Diane Lane in The Cherry Orchard on Broadway
Diane Lane in The Cherry Orchard on Broadway

Diane Lane on The Cherry Orchard

Life takes strange paths for many of us, but actors particularly often find themselves on some very circuitous routes. Take Diane Lane, for instance. After a highly successful film career — including her Oscar-nominated turn in Unfaithful, as well as Secretariat and Under the Tuscan Sun — this stunning and talented star is returning to Broadway for the first time in 35 years.

Better yet, Lane is coming back to a play she did on the Great White Way as a teenager: Anton Chekhov’s The Cherry Orchard. Once an ensemble member, she’s taking on the lead role of misguided landowner Madame Ranevskaya in the Roundabout Theatre Company’s upcoming revival, which costars Harold Perrineau, Joel Grey, Celia Keenan-Bolger, Tavi Gevinson, John Glover, and Chuck Cooper.
Yes, Lane was an ensemble member in the play’s landmark 1977 Broadway production, which starred Irene Worth as Ranevskaya and was directed by the great Andrei Serban. It is still remembered, both in theater circles and by Lane, for Worth’s extraordinary performance, as well as the appearance of a young Meryl Streep as the maid, Dunyasha. “Andrei’s production was so fulfilling and so audacious,” recalled Lane in a recent interview with IN New York. “And Irene brought forward this gravitas. She really seemed like she was from another era.”

Yet Lane isn’t concerned about living up to her predecessor — or any of the great women who have played the role — instead viewing the 1977 production as just part of her journey. “I get to bookend my living memories of my existence, doing this play now and looking back at what happened then. I think that will be fun,” she says. “More importantly, one of the great reasons I wanted to do The Cherry Orchard again is because I pretty much identify with every single character in this play. Chekhov makes you find the comedy and tragedy inside yourself. He reminds you that everyone struggles with this, and that you have to a have a sense of humor about your own life.”

Indeed, Chekhov considered The Cherry Orchard a comedy, as he did all his plays. But Lane admits that the play resonates with her on many levels, not just the humorous ones. “I am fascinated by her strange relationship with the character Lopahkin,” she says, referring to the now-wealthy former peasant who looks up to Ranevskaya. “Maybe in a way, I’m being typecast and I don’t know it, since I do think we live with this imposed class distinction where people in the entertainment industry are held to a higher standard. I know it alters how people interact with me.”

Lane also finds the role fascinating in part because of how it touches her as a woman. “As a mother [her daughter, Eleanor Lambert, is 23], the play cuts very close to home because of Ranevskaya’s relationships with her daughters, Varya  and Anya,” she notes. “And there’s also my relationship with my own mother, which was sometimes difficult. There’s always a jury in the back of my mind of how things would have turned out differently for me had I gone to a different school or chosen a different profession.”

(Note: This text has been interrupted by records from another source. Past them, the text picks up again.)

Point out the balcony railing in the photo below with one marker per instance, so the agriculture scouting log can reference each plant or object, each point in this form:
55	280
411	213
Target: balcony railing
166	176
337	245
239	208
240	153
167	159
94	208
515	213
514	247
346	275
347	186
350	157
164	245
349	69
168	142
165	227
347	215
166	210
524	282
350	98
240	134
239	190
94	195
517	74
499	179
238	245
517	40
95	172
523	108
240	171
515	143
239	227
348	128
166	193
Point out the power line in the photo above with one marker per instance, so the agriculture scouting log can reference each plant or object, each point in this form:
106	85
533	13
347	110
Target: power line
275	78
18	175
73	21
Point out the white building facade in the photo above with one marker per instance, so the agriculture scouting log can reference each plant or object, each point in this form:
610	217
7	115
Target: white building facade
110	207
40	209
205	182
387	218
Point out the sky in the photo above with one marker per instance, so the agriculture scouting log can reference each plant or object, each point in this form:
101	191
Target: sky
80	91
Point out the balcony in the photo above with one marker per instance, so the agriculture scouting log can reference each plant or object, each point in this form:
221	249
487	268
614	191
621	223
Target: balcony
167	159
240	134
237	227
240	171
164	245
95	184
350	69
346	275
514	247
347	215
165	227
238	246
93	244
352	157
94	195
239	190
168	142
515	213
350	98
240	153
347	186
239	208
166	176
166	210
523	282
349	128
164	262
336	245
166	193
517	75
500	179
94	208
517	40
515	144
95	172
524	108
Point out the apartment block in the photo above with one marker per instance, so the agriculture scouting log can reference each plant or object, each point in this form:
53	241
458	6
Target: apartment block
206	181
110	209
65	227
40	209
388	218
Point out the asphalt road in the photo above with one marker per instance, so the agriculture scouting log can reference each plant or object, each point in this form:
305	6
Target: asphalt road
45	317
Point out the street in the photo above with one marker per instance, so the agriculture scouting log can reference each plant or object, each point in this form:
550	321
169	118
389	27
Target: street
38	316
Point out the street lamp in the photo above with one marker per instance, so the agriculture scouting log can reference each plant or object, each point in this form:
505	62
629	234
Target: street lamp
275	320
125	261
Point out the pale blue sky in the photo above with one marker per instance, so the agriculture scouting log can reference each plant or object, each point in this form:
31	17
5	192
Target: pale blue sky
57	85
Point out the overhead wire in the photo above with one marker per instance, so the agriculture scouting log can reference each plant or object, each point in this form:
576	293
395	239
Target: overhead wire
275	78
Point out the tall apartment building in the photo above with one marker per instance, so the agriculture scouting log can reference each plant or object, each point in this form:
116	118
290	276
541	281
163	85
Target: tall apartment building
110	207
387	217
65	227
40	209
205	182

That said, Lane has no real regrets about being an actress since age 6, especially since it has allowed to her work with some of the greatest performers on the planet. In fact, bonding with the cast is perhaps Lane’s favorite part of her job. “In some ways, I am more excited about working with these fabulous actors on The Cherry Orchard and creating a sense of family than anything else,” she says. “Doing a play is like preparing a meal with a great recipe and just hoping it comes out good. To me, the experience of a play is more important than the end result. Still, I know people are buying tickets to see me, and I will give it my all.”